I wondered what got Rob and his team interested in Virtual SAN. Rob mentioned they have a relatively large environment (2500+ VMs) and a big believer of “converged infrastructure”. They’ve been running on converged infrastructure for a long time and they feel the hyper-converged is that next step that will offer them more flexibility against lower cost. (More explicitly, implementation of VSAN resulted in 50-60% cost reduction for United Utilities.) The big challenge with “traditional converged solutions” for them was most definitely the huge up front cost and scale. Virtual SAN offers both scale up and scale out per host, making it far more flexible than any other solution out there. Rob mentioned they had looked at other hyper-converged solutions but weren’t convinced by running a Virtual Storage Appliance on top of vSphere, they wanted to keep things simple and as close to the hypervisor as possible. When they heard first about Virtual SAN they were sold, they loved the concept of having a storage solution tightly integrated with their virtualization platform.

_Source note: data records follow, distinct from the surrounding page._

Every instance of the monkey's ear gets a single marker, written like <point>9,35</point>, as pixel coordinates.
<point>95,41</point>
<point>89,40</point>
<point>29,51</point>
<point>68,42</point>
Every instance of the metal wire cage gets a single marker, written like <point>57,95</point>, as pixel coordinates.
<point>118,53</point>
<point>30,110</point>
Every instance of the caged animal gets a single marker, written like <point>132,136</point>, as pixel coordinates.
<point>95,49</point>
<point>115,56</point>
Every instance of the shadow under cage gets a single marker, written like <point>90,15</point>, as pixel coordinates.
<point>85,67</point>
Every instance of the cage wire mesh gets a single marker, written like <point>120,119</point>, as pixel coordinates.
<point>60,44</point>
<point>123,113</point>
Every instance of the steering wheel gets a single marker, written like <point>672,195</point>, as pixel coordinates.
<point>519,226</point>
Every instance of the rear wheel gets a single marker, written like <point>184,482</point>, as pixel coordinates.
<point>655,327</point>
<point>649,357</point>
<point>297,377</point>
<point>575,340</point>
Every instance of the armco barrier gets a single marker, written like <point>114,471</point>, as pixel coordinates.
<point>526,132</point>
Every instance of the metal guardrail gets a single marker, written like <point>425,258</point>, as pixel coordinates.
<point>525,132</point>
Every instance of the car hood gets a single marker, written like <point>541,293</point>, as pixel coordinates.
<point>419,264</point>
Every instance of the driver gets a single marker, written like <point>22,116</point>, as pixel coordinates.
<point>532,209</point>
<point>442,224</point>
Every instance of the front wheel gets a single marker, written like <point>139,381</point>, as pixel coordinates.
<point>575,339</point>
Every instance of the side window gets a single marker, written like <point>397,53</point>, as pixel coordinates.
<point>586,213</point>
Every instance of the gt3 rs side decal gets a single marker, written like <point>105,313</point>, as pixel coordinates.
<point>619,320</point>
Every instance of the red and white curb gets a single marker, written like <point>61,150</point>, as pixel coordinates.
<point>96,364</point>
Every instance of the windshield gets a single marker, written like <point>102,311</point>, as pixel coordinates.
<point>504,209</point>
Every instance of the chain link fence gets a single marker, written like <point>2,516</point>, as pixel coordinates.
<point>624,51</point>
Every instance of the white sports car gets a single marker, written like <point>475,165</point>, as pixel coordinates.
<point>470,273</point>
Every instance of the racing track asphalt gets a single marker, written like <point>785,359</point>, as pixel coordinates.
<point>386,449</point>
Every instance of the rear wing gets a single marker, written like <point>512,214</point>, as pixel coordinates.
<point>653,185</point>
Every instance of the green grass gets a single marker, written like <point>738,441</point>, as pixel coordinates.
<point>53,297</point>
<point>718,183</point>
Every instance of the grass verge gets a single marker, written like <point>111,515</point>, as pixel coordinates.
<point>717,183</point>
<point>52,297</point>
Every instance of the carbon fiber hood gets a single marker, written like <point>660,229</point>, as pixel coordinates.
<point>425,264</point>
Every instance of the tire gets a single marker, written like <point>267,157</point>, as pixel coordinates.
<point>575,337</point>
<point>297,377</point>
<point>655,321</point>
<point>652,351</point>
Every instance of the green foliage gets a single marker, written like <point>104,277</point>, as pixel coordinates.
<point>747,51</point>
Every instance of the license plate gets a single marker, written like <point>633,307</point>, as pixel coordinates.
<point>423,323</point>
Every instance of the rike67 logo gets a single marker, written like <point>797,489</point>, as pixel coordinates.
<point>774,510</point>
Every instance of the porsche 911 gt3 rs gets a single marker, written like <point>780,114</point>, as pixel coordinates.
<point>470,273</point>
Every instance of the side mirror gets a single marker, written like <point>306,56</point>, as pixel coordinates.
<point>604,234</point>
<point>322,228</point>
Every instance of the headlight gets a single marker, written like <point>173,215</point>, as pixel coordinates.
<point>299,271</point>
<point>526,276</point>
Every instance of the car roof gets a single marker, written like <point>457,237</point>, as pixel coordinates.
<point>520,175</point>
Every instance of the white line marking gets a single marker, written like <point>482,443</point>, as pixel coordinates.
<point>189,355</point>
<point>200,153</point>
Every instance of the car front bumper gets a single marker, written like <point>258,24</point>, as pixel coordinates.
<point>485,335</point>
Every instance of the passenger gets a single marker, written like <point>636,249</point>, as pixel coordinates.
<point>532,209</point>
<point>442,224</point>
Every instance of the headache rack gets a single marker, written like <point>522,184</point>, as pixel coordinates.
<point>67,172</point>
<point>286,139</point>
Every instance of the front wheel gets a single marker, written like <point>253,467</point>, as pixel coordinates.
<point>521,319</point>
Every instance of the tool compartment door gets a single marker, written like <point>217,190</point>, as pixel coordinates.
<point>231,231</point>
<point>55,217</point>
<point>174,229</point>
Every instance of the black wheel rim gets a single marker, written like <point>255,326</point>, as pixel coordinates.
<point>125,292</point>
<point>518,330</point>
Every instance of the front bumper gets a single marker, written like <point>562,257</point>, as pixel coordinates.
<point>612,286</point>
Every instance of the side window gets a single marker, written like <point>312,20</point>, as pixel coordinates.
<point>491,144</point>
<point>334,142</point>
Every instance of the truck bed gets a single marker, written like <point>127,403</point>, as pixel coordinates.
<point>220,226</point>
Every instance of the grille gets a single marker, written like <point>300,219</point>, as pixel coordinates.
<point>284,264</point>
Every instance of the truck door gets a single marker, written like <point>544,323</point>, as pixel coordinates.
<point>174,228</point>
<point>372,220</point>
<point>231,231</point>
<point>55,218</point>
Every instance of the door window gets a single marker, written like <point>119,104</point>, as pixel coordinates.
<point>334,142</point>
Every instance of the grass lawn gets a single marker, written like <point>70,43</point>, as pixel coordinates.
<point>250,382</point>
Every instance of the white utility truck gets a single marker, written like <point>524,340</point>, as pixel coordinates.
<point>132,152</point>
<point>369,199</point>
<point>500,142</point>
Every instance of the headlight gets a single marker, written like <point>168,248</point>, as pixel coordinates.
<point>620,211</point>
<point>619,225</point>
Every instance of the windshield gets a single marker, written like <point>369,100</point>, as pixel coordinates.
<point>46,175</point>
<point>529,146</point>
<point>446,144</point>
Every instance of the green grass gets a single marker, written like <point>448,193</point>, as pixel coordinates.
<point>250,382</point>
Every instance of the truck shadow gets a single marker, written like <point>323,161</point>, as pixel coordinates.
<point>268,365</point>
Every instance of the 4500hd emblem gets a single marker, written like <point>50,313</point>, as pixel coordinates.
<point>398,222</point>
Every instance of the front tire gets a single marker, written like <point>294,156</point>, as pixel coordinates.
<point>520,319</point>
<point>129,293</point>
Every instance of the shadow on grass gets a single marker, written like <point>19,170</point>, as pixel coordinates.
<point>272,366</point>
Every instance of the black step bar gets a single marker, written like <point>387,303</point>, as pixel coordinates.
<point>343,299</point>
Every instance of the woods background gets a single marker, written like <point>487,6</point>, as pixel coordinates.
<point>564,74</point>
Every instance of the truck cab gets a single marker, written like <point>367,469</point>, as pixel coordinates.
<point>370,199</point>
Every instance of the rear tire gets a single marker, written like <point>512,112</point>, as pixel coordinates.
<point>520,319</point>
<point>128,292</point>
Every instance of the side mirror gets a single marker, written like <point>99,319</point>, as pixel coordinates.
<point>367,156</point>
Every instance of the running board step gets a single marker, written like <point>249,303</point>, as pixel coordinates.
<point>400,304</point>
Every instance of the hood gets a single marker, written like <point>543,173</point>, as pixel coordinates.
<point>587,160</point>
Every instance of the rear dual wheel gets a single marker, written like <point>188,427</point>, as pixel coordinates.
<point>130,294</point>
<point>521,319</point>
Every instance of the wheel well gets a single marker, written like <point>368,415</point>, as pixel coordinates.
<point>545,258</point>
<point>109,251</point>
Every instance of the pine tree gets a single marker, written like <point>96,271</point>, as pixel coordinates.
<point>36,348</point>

United Utilities was already a big VMware customer and one of the bigger challenges they’ve faced (and are still facing to a certain extend) was much more organizational than it is technical. They have a traditional IT team and are very much siloed. They have a big VMware team, with a lot of in-depth knowledge and Virtual SAN helped them to get around these silos. It did mean the team had to think about things in a different way as Virtual SAN introduces some new concepts. Nothing they couldn’t overcome but they did notice that things like for instance disk controllers are all of a sudden really important.
Key take away: Spend the time upfront researching hardware options, educate yourself / team as importance of components may change.

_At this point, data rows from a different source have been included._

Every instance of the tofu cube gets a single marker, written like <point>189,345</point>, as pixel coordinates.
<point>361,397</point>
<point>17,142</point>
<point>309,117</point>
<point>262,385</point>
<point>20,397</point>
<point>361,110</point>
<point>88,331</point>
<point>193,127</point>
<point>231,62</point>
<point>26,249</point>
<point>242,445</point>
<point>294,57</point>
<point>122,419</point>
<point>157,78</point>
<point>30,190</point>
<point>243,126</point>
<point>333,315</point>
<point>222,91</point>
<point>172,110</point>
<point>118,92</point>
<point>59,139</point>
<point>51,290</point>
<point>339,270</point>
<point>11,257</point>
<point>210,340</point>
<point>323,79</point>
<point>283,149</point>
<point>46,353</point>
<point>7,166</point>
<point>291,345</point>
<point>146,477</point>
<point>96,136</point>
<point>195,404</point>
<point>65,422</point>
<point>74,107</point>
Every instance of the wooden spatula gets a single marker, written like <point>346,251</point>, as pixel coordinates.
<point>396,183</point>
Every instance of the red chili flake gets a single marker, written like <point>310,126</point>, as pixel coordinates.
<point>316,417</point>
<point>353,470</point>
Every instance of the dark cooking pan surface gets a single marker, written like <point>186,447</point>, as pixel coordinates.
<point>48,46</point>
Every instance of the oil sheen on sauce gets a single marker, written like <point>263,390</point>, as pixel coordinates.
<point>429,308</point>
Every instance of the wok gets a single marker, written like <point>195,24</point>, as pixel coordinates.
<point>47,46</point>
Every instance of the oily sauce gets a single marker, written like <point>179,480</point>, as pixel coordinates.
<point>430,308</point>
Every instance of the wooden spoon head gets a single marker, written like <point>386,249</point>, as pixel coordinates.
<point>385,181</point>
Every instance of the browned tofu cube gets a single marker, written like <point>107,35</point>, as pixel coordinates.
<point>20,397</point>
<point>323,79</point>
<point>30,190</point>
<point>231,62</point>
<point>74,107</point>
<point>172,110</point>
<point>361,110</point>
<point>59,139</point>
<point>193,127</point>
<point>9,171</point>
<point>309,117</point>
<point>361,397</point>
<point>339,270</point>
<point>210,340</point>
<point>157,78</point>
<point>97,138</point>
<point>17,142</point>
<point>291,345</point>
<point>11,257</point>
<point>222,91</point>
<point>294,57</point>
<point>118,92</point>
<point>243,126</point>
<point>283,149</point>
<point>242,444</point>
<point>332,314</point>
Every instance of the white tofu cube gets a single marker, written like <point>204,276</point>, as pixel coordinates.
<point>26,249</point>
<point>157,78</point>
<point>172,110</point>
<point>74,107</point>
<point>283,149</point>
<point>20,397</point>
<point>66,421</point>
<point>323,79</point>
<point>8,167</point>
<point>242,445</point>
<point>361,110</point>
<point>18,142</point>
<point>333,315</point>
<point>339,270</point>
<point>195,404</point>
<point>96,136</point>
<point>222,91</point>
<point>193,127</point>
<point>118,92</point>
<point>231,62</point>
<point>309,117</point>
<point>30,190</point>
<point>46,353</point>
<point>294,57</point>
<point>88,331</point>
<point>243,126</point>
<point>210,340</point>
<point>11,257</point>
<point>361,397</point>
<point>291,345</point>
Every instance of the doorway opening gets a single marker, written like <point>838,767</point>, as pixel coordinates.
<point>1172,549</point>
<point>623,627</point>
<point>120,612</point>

I asked Rob how Virtual SAN was holding up, if there were was anything that surprised him. He told me they have a billing system which holds between 6 to 7 million customers. Their billing cycle is a slow process and running on a physical machine with a high-end enterprise storage system takes about 22 hours to complete end-to-end. When they started testing the same billing process on a virtual environment, while still leveraging the same storage platform, they were capable of reducing the 22 hours down to 14 – 16 hours. A big win for Rob and the team. Of course the team wanted to know what would happen when this same workload would run on top of Virtual SAN, they were hoping to get at least the same as when using the high-end enterprise storage solution and I guess it is fair to say that they were shocked when they saw that the exact same run completed in under 3 hours. Yes, down from 22 hours to under 3 hours is a huge win indeed.

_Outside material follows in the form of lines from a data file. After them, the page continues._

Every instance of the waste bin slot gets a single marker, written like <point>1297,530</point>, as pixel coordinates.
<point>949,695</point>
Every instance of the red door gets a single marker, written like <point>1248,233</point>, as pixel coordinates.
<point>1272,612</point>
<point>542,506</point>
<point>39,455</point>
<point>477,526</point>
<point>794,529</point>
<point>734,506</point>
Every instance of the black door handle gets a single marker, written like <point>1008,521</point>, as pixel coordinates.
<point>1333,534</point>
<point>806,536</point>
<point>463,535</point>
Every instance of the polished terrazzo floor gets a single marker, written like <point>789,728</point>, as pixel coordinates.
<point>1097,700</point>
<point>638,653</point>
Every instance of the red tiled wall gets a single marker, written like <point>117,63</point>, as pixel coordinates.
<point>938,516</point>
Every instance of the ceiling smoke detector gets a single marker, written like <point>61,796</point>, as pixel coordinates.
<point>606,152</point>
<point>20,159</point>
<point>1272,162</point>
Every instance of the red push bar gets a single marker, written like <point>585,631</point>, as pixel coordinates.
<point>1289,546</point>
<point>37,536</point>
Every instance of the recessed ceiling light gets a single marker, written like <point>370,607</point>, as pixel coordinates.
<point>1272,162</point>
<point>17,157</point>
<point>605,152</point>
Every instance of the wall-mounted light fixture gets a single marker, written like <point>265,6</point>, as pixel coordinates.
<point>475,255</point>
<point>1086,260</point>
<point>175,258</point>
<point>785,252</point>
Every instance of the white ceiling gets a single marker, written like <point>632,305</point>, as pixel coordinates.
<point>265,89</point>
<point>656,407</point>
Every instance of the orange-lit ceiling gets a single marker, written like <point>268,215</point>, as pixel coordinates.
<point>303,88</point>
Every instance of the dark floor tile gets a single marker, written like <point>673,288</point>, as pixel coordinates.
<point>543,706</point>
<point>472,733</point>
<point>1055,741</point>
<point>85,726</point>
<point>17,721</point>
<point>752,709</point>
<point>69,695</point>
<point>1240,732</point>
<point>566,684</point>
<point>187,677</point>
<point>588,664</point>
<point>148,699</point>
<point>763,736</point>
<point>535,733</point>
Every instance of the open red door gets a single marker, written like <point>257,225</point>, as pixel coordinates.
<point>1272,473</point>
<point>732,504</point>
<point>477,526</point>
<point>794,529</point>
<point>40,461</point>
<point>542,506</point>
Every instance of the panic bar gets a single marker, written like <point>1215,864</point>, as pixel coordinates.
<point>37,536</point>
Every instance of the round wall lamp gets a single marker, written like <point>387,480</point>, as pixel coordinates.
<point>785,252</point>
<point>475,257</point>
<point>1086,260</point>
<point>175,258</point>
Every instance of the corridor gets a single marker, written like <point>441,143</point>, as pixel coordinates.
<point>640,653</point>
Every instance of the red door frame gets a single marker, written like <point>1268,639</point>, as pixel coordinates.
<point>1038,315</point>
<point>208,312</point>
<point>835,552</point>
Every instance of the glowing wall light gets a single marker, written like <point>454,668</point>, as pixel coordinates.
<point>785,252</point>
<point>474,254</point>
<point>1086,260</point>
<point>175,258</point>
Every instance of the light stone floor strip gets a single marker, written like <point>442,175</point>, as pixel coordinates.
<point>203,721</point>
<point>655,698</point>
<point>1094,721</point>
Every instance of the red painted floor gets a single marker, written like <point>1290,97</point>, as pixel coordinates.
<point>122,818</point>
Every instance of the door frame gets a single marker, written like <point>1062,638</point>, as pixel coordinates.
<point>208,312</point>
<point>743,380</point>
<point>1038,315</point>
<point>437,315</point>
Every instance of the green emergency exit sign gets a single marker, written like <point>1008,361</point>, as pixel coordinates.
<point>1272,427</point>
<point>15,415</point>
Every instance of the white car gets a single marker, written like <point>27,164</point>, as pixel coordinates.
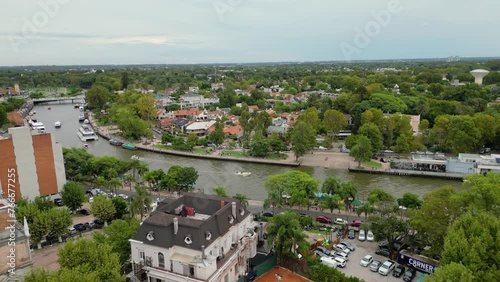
<point>386,267</point>
<point>366,261</point>
<point>341,262</point>
<point>340,221</point>
<point>361,236</point>
<point>341,248</point>
<point>369,236</point>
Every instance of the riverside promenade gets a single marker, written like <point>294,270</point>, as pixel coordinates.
<point>108,132</point>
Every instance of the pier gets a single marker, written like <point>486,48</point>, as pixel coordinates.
<point>414,173</point>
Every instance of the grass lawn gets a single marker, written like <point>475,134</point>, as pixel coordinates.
<point>202,151</point>
<point>373,164</point>
<point>161,146</point>
<point>276,156</point>
<point>237,154</point>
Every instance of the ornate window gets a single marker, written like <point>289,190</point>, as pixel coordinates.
<point>161,260</point>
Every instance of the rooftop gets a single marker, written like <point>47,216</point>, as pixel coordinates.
<point>201,218</point>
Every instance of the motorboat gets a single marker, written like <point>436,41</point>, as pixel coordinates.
<point>86,133</point>
<point>115,142</point>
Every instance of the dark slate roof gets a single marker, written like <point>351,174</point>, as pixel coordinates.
<point>161,221</point>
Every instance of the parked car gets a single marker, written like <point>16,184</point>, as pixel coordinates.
<point>84,211</point>
<point>409,274</point>
<point>369,236</point>
<point>342,262</point>
<point>80,227</point>
<point>328,261</point>
<point>386,267</point>
<point>98,224</point>
<point>348,244</point>
<point>268,214</point>
<point>323,219</point>
<point>351,234</point>
<point>58,202</point>
<point>398,271</point>
<point>375,265</point>
<point>340,221</point>
<point>342,248</point>
<point>361,235</point>
<point>366,261</point>
<point>383,252</point>
<point>320,254</point>
<point>343,255</point>
<point>356,223</point>
<point>323,250</point>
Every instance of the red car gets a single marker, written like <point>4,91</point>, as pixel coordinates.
<point>323,219</point>
<point>356,223</point>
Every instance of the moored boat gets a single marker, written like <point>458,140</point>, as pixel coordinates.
<point>115,142</point>
<point>129,146</point>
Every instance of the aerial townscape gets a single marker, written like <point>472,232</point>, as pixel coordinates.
<point>183,156</point>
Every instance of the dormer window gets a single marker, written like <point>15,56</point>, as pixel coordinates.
<point>188,240</point>
<point>150,236</point>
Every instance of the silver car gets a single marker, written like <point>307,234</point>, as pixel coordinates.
<point>375,265</point>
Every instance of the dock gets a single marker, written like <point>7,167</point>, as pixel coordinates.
<point>414,173</point>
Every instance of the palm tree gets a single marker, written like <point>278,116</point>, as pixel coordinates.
<point>331,185</point>
<point>242,199</point>
<point>220,191</point>
<point>130,179</point>
<point>141,202</point>
<point>285,234</point>
<point>113,184</point>
<point>330,202</point>
<point>347,190</point>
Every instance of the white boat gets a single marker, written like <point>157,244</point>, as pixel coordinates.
<point>86,133</point>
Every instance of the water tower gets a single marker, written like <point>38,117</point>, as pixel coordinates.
<point>479,75</point>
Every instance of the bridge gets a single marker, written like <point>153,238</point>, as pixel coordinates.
<point>58,100</point>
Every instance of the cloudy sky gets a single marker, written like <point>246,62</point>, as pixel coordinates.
<point>84,32</point>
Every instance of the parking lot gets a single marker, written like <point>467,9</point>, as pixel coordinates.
<point>354,269</point>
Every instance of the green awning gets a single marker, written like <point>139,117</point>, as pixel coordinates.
<point>356,202</point>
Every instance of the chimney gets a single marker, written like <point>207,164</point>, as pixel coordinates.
<point>176,225</point>
<point>233,206</point>
<point>203,255</point>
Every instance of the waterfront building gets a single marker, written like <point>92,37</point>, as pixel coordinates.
<point>31,164</point>
<point>195,238</point>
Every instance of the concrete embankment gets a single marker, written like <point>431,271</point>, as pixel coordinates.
<point>106,134</point>
<point>400,172</point>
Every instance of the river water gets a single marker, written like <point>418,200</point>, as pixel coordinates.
<point>214,172</point>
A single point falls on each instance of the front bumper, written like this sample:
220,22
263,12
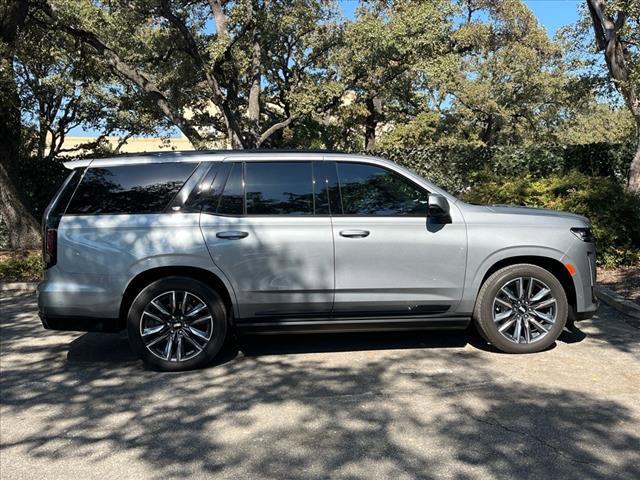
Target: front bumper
81,324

When I asked Rob what their environment looked like he said they have over 2500 VMs still on legacy converged infrastructure and over 650 VMs on Virtual SAN. Plan is to migrate those 2500 VMs over soon, in the upcoming 12 months. As they are a very traditional company they also still have many physical machines which they are also hoping to virtualize soon. A big undertaking and of course “Virtual SAN first” policy applies here.
I asked Rob what their Virtual SAN hosts looks like. Rob said they have clusters up to the size of 8. They’ve always tried to keep failure domains small and applied the same logic to Virtual SAN, strictly speaking from a VSAN approach this isn’t needed but I can understand why they do it. Each host in those clusters has 5 disk groups, with each disk group having a 200GB SSD and three 1.2TB SAS disks. That is 15 disks per host with a total of 18TB worth of storage capacity and 1TB worth of flash. Currently United Utilities uses Dell R730XD for their VSAN clusters, but as Rob stressed the main reason for going hyper-converged and software based is to have the ability to change hardware when they want. All logic should reside in software and the software solution should not limit them to a couple of options but instead provide them flexibility to chose whatever they want.
Key take away: Hardware should be easily replaceable. All logic should reside in software to avoid lock in as much as possible.
We also discussed how United Utilities handled things like providing extra availability for those services needing it. Rob mentioned that they have services which from an application standpoint are clustered, but also have apps which are not and for those apps United Utilities uses vSphere HA and Veeam Replication. Not just for DR, but also for workload mobility. Nice solution if you ask me, and once again not tied to any hardware platform.
Before we wrapped up Rob mentioned one other thing he was impressed about, when they started working with Virtual SAN they had issues with the driver/firmware of their disk controller. What surprised Rob was how engaged the engineering team was, direct contact with engineers to see how the problem can be resolved is not something you experience too often.
I want to thank Rob for taking the time to provide some more insights in their journey and infrastructure, and I think it is safe to say that Virtual SAN is breaking down silos for United Utilities!